Our school stood quite alone and could be seen from a distance of almost two miles. It looked like a tiny speck in the surrounding fields. It first opened in 1923. At that time it was an annex to P.S. 33. In 1925, it became an independent school, P.S.115, with classes from kindergarten to the eighth grade. However, as the community grew and other schools were built, P.S. 115 gradually lost the upper grades. Finally, its name was changed in February 1950 to P.S. 191. This happened when a new P.S. 115 was built.
The little gray wooden schoolhouse contained six classrooms, a medical room and the principal’s office. Its classes went from kindergarten through the fourth grade. Because of its tiny size, P.S. 191 had a truly home-like atmosphere. The principal, teachers and pupils knew each other as members of one big, happy family. The students played on the lawn surrounding the school, as there was no real playground available. School life was also made more pleasant by the wonderful trees and shrubbery about the school. Pine, dogwood, maple and cherry trees, lilac bushes and forsythia could be seen around the property. Nature was right at our school’s doorstep.
How We Became P.S. 191
In 1950, the “Little Wooden Schoolhouse” was renamed P.S. 191. Building and a population explosion in Floral Park and pressure from the community brought about the building of a new P.S. 191 on the site of the old wooden schoolhouse in 1954.
The “Breaking of Ground” ceremony for the new P.S. 191 was on October 31, 1952. In February 1954, a new, red, brick building, which had been constructed next to, the gray wooden schoolhouse, opened.

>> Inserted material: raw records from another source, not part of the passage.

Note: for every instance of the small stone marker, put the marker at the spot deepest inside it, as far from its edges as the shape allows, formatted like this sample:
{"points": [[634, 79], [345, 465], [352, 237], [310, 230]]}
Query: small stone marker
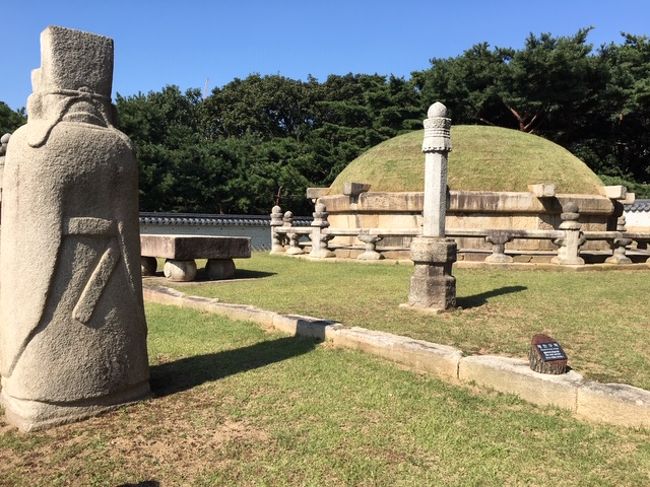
{"points": [[546, 356]]}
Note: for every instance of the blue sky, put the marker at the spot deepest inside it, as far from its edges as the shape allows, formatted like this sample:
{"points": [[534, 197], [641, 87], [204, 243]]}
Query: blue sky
{"points": [[188, 43]]}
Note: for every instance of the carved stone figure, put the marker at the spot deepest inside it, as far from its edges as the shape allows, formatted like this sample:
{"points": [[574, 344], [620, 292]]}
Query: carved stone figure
{"points": [[72, 325]]}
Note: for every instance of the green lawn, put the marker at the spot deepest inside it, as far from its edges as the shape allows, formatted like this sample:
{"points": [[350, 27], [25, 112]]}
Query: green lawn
{"points": [[234, 406], [602, 319]]}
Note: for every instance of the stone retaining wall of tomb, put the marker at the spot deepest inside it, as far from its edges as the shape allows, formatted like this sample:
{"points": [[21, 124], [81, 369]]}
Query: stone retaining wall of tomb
{"points": [[466, 210]]}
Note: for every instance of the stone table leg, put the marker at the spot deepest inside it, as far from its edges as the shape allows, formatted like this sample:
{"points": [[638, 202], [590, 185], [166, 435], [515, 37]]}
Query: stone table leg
{"points": [[217, 269], [148, 266], [180, 270]]}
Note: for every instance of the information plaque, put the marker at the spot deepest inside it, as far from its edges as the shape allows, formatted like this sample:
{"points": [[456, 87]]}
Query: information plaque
{"points": [[547, 356]]}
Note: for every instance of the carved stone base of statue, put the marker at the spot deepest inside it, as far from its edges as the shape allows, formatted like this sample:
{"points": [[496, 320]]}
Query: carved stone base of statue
{"points": [[433, 288], [29, 415]]}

Students marched, with books in hand, into their new school.
The Bureau of Construction of the Board of Education planned the school. Its construction cost $1,560,414 at that time. Today comparable construction would probably be between 8 and 12 million. P.S. 191 represents the 39th new school started in the Borough of Queens as part of the Board of Education’s post World War II building program.